ChatGPT Can Fool Researchers With Fake Abstracts, How?

JAKARTA - Artificial intelligence (AI) made by OpenAI, ChatGPT is reportedly deceiving researchers with fake scientific abstracts, in which they are made to think they are reading real text written by humans.

A team of researchers led by Northwestern University used the text generation tool to generate 50 abstracts based on real scientific paper titles in the style of five different medical journals.

An abstract is a neat summary that is added at the top of a research paper to give an overall picture of what is being studied.

Furthermore, the abstract was trained on selection from The British Medical Journal (BMJ) and Nature Medicine. Then, four researchers registered to take the test, and were divided into two groups of two.

An electronic coin flip was used to decide whether the original or fake AI-generated abstract was given to one reviewer in each group. One researcher is given the original abstract, the second researcher is given a fake abstract, and vice versa. Everyone reviews 25 scientific abstracts.

As a result, not only did the computer text make it past the anti-plagiarism detectors, but real researchers were unable to find the fake.

Human reviewers correctly identified only 68 percent of ChatGPT abstracts and 86 percent of original abstracts. The medical research group believes that 32 percent of AI-generated abstracts are real and 14 percent of real abstracts are fake.
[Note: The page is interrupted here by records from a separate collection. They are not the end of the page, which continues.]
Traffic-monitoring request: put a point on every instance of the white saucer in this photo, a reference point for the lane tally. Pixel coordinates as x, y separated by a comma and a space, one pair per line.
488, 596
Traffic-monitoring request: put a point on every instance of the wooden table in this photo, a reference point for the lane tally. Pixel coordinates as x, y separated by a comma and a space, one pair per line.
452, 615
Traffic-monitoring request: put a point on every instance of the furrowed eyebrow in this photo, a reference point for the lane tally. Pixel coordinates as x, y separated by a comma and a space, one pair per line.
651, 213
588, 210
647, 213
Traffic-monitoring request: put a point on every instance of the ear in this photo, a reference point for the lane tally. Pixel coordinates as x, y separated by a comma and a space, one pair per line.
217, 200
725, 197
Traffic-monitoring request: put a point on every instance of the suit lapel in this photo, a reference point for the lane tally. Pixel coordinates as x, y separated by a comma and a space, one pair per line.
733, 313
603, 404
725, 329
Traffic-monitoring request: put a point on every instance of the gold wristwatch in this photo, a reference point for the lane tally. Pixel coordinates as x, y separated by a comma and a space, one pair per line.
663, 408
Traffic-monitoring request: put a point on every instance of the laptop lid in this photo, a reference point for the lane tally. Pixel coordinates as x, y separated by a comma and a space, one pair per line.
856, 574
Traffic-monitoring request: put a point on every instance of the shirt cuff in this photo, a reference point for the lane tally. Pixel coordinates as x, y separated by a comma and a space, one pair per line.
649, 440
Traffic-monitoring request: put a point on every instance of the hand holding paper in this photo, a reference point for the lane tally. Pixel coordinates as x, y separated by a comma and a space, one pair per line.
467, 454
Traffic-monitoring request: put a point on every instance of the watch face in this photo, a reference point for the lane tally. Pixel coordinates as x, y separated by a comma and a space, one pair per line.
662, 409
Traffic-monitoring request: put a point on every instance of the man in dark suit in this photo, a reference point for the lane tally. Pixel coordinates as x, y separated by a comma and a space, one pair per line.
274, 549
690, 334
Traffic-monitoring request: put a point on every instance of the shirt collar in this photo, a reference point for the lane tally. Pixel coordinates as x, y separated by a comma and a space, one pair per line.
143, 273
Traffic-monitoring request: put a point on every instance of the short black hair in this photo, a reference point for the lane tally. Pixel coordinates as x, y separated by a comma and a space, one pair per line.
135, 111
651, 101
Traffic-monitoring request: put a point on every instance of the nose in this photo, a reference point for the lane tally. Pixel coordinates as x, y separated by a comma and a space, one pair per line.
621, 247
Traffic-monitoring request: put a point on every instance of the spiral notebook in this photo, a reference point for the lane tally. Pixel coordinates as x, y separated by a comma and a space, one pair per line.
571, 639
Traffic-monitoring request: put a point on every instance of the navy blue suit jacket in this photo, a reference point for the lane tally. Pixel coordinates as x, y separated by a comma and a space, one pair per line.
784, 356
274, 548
"Our reviewers commented that it was very difficult to distinguish between real and fake abstracts. The abstracts generated by ChatGPT were so convincing, it even knew how large the patient cohort should be when finding the numbers," said study leader Catherine Gao at Northwestern University in Chicago, Illinois. Metro, Tuesday, January 17th.
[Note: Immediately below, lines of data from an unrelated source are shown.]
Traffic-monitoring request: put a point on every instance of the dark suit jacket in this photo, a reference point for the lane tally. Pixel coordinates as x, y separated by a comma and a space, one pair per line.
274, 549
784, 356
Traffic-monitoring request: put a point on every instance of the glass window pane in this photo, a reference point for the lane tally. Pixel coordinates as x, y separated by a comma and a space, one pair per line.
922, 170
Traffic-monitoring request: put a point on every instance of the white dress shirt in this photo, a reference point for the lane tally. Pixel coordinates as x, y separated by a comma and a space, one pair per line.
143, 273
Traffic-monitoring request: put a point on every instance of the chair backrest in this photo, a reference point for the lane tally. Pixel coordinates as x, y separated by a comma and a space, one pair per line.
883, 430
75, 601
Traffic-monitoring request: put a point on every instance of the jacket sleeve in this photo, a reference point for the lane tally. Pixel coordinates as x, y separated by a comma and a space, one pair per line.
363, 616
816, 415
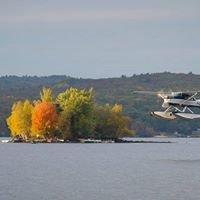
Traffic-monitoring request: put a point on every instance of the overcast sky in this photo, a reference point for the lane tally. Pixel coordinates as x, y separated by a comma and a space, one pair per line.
99, 38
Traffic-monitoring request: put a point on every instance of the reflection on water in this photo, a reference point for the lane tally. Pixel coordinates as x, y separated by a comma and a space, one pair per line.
101, 171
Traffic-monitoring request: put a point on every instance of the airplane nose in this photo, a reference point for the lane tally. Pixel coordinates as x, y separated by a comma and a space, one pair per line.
152, 113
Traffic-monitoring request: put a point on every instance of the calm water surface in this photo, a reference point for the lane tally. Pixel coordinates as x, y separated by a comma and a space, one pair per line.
101, 171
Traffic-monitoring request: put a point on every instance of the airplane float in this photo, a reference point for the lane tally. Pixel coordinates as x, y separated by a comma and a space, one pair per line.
177, 105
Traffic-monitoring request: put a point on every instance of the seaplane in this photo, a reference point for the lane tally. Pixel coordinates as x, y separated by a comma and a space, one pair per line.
176, 105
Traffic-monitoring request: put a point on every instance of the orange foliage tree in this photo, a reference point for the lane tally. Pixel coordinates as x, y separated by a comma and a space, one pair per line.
44, 120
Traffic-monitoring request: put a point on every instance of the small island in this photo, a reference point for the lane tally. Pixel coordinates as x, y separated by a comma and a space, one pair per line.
71, 116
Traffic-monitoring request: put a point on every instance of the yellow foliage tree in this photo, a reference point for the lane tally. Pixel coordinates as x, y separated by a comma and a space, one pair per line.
19, 121
117, 108
44, 120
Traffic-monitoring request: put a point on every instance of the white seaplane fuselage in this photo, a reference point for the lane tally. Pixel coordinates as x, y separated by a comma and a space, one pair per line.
178, 103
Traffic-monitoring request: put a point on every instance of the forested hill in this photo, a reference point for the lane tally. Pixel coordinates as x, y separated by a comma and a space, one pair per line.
110, 90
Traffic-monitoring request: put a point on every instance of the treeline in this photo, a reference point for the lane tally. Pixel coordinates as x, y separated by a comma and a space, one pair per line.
109, 90
71, 115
"ChatGPT writes scientific abstracts that are credible, even with fully generated data, they explain in their study preprint," he added.

Gao added, the abstracts that ChatGPT creates are genuine without any detectable plagiarism but can often be identified using AI output detectors and skeptical human reviewers.

"Abstract evaluation for medical journals and conferences must adapt policies and practices to maintain strict scientific standards. We recommend the inclusion of AI output detectors in the editorial process and clear disclosure if this technology is used," said Gao.

"The ethical and acceptable limits of using large language models to aid scientific writing have yet to be determined," he added.

Large language models such as ChatGPT are trained on large amounts of text retrieved from the Internet. They learn to construct text by predicting what words are more likely to appear in a given sentence, and can write grammatically accurate syntax.

Unsurprisingly, even academics can be fooled into believing AI-generated abstractions are real. The big language model is good at producing texts with clear structures and patterns. Scientific abstracts often follow a similar format, and can be quite vague.

Gao believes tools like ChatGPT will make it easier for paper mills, which profit from publishing studies, to produce fake scientific papers.

"If other people try to build their science off of these faulty studies, it could be very dangerous," said Gao.